On an L1 miss, you have to first search your Victim cache. If it is there, you should update the victim cache hit stat (a new stat), and bring the data back to L1 (swap it with the corresponding line in L1). You should update the LRU states for the victim (with the new line as the most recent).

If data is not in the Victim cache, you should search L2 similar to before. Make sure to update the Victim Access stat. If data is in L2 or memory, it should be installed in L1 (and not the victim cache).

For printing the output, your code should still print L1 and L2 miss rates. Note the L2 miss rate will change now since you have a victim cache. For AAT, consider the hit time of the victim cache the same as L1 (i.e., the hit in L1 or victim cache takes an equal amount of time). You have to adjust your AAT calculation accordingly.

### What to submit.

You need to submit the following files on Gradescope. If you are submitting the bonus part, there is a separate submission link for it.

- 1. Your well-commented code (all the files DO NOT put it under a folder). Note that we will use different traces to test your code's correctness. Your code should be compiled with the following command: "g++ \*.cpp -o memory\_driver". If the code fails to compile, you will lose points.

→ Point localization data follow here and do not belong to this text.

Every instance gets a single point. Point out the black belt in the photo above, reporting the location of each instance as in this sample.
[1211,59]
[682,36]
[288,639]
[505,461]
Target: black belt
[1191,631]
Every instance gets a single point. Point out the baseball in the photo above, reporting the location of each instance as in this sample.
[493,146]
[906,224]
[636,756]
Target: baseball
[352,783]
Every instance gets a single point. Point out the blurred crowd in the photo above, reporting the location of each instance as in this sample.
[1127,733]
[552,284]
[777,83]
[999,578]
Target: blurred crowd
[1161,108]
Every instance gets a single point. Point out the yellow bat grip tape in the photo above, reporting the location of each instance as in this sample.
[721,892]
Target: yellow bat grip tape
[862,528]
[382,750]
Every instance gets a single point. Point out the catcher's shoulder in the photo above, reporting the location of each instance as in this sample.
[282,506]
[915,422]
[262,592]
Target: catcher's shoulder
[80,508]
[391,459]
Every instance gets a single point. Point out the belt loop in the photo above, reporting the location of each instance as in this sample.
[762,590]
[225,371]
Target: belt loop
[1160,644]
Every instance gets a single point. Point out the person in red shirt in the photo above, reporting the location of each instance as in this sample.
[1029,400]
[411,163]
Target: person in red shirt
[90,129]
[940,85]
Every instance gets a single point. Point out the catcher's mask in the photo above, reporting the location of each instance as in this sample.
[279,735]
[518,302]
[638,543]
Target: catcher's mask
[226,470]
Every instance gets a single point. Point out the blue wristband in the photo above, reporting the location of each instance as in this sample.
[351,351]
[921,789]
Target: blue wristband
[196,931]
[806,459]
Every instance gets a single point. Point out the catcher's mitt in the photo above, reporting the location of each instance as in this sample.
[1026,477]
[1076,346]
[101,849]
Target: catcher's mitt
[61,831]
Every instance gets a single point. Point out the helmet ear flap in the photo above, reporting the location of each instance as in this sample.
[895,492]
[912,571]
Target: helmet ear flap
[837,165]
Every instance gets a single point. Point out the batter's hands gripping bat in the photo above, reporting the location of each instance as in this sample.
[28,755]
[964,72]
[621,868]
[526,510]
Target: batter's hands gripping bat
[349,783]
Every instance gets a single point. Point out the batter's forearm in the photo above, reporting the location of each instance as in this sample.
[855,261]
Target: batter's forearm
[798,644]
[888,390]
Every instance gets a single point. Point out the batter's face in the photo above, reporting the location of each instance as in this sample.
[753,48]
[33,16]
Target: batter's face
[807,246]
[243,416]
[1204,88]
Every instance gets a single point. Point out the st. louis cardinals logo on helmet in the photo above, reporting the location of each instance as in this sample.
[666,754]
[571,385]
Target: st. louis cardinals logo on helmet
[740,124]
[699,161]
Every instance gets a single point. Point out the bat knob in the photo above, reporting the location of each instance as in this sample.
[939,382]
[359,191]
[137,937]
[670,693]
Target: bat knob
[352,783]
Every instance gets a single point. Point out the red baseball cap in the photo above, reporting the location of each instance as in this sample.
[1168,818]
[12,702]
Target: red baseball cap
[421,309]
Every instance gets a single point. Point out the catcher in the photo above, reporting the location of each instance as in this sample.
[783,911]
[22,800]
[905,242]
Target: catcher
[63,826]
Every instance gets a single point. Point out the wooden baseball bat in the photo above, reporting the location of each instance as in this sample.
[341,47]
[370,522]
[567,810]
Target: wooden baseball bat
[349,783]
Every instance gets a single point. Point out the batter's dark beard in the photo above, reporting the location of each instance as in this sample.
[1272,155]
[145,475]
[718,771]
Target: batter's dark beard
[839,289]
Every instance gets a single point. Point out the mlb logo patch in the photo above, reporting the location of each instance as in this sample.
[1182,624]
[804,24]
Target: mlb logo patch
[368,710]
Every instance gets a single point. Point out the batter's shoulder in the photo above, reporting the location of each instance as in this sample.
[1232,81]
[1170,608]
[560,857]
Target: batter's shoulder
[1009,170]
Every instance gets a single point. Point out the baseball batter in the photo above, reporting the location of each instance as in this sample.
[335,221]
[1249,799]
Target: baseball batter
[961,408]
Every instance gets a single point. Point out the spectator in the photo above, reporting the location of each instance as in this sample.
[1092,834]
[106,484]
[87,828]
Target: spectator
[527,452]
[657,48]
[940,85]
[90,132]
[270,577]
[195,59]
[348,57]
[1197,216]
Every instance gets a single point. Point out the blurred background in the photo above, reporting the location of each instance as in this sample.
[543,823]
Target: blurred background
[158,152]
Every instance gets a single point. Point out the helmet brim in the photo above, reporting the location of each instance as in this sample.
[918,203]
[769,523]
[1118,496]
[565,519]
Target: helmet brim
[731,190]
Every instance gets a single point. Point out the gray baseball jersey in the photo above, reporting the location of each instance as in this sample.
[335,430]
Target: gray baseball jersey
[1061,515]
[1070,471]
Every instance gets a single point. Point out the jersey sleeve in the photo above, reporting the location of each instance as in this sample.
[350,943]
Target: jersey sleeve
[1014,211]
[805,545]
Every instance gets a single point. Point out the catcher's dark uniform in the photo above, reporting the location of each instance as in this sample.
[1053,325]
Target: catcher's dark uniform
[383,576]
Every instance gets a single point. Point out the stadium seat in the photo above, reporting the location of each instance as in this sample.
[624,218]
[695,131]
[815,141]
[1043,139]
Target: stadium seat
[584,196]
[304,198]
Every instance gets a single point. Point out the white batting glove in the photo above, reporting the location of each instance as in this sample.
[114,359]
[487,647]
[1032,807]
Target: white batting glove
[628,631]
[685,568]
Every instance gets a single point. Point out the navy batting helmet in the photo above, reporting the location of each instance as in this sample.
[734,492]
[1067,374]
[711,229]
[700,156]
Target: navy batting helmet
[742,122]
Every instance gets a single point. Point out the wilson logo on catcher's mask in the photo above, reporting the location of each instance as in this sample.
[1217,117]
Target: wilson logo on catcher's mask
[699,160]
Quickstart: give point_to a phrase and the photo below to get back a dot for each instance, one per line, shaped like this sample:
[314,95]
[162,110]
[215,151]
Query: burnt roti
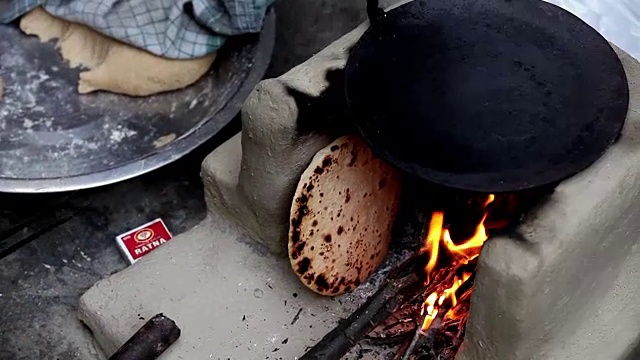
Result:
[342,216]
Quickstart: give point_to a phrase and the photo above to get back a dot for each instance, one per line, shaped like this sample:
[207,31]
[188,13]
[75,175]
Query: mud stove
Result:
[560,282]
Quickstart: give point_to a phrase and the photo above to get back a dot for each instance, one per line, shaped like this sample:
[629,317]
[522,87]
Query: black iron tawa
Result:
[54,139]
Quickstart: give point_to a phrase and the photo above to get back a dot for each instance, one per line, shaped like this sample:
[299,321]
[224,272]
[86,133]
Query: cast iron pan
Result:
[486,95]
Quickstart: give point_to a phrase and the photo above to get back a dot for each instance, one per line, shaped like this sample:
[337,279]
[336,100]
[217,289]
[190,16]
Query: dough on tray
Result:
[113,66]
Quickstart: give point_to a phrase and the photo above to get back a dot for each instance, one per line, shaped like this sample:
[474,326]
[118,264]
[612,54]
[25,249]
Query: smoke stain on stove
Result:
[326,113]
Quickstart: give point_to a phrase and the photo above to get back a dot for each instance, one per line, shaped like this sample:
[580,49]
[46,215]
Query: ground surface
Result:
[53,248]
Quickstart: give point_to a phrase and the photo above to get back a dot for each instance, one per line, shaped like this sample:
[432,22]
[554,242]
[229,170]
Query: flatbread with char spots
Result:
[342,216]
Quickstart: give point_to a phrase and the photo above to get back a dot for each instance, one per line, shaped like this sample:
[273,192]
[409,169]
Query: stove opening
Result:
[452,242]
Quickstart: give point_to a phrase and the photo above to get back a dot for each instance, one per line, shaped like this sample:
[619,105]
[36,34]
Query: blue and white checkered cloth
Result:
[178,29]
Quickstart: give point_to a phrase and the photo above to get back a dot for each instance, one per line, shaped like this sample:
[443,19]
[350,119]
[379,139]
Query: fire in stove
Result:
[449,274]
[422,310]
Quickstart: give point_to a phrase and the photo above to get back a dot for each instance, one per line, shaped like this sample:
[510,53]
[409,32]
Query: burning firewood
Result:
[342,217]
[378,308]
[397,326]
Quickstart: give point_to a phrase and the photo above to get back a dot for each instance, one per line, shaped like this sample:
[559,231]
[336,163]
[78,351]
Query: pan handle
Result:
[374,11]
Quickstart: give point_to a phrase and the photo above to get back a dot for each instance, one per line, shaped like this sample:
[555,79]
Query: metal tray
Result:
[53,139]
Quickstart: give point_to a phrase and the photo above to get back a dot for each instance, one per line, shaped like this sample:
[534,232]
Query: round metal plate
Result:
[486,95]
[53,139]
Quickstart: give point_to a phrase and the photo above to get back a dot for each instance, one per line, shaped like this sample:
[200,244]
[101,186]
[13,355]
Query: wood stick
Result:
[153,338]
[421,338]
[377,308]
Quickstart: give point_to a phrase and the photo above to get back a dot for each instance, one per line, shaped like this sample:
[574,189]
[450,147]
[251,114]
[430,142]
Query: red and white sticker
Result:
[142,240]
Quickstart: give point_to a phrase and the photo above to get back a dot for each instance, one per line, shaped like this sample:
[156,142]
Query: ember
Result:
[449,273]
[444,299]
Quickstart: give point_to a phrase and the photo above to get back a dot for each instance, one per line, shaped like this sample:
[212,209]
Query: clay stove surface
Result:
[231,299]
[228,294]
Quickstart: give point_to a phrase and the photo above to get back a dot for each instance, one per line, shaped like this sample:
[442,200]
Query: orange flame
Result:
[444,298]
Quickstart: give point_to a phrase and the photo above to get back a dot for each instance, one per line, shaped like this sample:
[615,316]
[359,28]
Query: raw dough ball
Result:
[114,66]
[342,216]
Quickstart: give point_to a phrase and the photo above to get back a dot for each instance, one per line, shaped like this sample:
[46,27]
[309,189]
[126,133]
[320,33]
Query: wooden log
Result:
[377,308]
[148,343]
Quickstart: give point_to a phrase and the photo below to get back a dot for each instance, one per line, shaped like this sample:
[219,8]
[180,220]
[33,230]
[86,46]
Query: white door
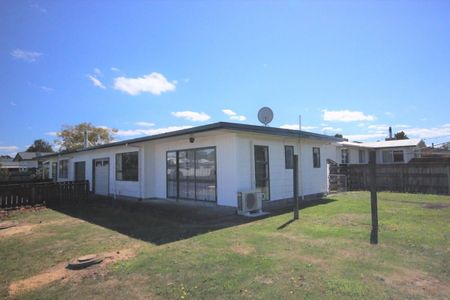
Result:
[101,176]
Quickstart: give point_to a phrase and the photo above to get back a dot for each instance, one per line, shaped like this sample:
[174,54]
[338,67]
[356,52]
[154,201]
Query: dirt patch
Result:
[418,283]
[243,249]
[60,272]
[435,205]
[27,228]
[349,220]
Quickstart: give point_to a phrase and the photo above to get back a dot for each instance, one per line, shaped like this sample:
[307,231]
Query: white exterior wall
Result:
[315,180]
[408,154]
[226,160]
[116,187]
[234,165]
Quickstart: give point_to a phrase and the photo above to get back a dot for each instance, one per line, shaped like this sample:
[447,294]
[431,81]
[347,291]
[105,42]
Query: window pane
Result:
[289,157]
[398,156]
[316,157]
[127,166]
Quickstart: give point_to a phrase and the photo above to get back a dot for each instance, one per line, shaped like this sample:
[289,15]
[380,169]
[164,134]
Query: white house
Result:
[209,163]
[387,152]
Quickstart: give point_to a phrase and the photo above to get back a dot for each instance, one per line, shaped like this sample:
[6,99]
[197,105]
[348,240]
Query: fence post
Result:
[448,178]
[373,197]
[295,182]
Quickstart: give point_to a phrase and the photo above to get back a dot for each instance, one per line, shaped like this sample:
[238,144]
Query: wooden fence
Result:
[426,178]
[14,196]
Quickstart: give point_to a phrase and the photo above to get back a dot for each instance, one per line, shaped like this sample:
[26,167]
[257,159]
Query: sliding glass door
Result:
[262,177]
[191,174]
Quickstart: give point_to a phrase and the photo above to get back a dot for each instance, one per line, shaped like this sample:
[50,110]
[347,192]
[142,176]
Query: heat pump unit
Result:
[250,203]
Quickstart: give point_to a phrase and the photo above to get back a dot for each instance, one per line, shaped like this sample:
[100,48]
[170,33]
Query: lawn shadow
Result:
[160,221]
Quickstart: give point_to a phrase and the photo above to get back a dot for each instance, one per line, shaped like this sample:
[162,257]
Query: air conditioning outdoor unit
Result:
[250,203]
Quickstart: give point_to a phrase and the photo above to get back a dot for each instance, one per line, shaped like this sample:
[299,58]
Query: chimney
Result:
[85,142]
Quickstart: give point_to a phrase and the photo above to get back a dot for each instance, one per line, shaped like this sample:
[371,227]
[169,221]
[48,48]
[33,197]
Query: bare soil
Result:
[60,272]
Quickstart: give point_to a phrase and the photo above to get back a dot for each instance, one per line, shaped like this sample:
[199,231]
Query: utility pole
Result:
[373,197]
[295,182]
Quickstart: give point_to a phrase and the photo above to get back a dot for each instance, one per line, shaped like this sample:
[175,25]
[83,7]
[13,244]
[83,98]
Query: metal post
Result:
[295,183]
[373,197]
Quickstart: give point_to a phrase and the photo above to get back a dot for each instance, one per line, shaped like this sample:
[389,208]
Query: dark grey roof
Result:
[30,155]
[214,126]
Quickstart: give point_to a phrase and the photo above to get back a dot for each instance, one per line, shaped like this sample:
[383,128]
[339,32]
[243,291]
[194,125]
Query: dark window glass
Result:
[316,157]
[362,156]
[398,156]
[63,168]
[80,170]
[289,157]
[344,156]
[127,166]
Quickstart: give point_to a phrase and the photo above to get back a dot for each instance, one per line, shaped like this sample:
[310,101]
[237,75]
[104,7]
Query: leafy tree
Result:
[71,137]
[401,135]
[40,146]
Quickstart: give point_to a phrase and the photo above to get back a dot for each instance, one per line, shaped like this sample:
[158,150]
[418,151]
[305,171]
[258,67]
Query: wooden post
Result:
[373,197]
[295,185]
[448,179]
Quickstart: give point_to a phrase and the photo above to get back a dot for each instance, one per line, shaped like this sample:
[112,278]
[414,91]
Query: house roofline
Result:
[209,127]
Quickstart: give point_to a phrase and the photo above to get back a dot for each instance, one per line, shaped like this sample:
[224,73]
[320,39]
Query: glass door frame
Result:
[268,168]
[177,180]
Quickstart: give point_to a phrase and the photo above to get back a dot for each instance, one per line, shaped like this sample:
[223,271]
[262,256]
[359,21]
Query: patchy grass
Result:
[326,254]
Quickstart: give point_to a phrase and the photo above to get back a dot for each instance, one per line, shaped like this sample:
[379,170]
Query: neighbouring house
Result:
[387,152]
[209,163]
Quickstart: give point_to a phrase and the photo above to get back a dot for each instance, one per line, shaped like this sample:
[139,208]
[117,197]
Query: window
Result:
[127,166]
[398,155]
[344,156]
[191,174]
[289,157]
[387,156]
[362,156]
[54,170]
[316,157]
[80,170]
[63,168]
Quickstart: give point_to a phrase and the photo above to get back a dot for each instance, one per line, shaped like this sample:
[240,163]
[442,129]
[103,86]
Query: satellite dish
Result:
[265,115]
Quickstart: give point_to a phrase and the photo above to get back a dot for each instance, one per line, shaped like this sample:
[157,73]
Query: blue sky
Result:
[143,67]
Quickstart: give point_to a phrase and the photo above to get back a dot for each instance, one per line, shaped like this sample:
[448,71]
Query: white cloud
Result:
[233,115]
[331,129]
[154,83]
[192,115]
[96,82]
[229,112]
[238,118]
[346,116]
[47,89]
[29,56]
[136,132]
[97,71]
[434,132]
[9,148]
[295,127]
[145,124]
[52,133]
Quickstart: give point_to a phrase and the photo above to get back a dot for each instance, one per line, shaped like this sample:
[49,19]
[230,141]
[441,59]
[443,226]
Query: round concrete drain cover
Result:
[7,224]
[84,261]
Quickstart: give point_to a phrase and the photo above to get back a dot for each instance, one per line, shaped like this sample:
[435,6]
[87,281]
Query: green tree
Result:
[401,135]
[71,137]
[40,146]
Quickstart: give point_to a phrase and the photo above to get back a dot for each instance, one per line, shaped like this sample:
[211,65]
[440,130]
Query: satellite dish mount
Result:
[265,115]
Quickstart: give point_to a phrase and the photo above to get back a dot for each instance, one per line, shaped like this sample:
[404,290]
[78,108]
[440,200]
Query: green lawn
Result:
[326,254]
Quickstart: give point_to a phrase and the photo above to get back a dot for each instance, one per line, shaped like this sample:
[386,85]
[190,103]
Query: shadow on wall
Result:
[160,222]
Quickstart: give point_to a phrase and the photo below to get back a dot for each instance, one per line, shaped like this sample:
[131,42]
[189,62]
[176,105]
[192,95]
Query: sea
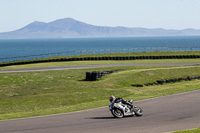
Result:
[27,47]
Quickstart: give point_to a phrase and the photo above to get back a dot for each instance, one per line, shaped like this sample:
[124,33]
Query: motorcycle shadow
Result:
[101,118]
[108,117]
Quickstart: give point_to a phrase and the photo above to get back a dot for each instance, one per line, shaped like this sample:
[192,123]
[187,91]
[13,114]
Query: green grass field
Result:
[27,94]
[71,63]
[189,131]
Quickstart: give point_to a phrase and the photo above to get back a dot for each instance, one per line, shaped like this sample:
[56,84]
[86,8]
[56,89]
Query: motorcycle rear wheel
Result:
[117,113]
[138,111]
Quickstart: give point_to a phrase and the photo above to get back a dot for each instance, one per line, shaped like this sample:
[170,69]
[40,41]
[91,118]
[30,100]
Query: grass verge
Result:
[51,92]
[189,131]
[71,63]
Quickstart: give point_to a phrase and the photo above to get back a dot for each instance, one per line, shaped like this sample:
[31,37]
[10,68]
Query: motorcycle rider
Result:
[113,99]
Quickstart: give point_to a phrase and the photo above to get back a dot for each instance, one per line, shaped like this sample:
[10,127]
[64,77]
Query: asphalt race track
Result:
[163,114]
[93,66]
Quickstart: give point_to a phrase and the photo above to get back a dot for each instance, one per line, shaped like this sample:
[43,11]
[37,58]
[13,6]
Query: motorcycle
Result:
[119,110]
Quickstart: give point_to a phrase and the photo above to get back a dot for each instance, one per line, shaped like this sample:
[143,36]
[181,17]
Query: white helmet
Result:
[112,98]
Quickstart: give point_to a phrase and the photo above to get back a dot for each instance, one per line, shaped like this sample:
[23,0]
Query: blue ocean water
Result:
[26,47]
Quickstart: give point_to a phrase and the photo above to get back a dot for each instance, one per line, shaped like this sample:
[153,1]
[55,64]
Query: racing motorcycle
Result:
[119,110]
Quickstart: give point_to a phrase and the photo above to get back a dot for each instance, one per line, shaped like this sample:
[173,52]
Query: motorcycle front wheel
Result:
[117,113]
[138,111]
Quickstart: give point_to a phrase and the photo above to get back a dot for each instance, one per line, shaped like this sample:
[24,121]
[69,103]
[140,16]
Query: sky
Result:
[167,14]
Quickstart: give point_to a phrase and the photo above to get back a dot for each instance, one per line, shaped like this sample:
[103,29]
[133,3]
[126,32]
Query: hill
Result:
[70,28]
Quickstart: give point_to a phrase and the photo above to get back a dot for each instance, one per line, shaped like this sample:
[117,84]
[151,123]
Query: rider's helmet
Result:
[112,98]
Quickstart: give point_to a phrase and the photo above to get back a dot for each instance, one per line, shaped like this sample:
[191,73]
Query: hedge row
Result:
[101,58]
[161,82]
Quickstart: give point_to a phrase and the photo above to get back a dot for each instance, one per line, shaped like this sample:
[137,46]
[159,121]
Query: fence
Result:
[100,51]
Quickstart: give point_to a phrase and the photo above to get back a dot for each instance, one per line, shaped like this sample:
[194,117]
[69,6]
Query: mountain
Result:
[70,28]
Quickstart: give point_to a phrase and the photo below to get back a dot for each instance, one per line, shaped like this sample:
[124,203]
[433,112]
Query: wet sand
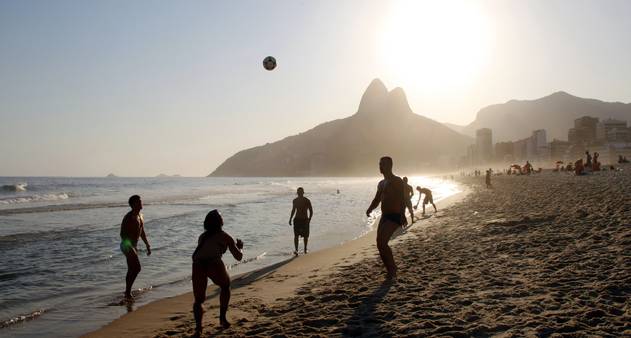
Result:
[542,255]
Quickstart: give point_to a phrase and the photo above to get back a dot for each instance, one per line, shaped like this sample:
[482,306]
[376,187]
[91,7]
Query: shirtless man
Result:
[133,228]
[409,192]
[391,195]
[428,198]
[301,222]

Your code should produce the results exactly as hard-coded in your skeleton code. Failing to create that format will result in losing points.
- 2. For the bonus part, submit a separate set of codes (again all codes and comments) on Gradescope (different submission link). It should be compiled similarly, and it should follow the same format for printing. If you didn't do the bonus part, you don't need to submit anything for this link.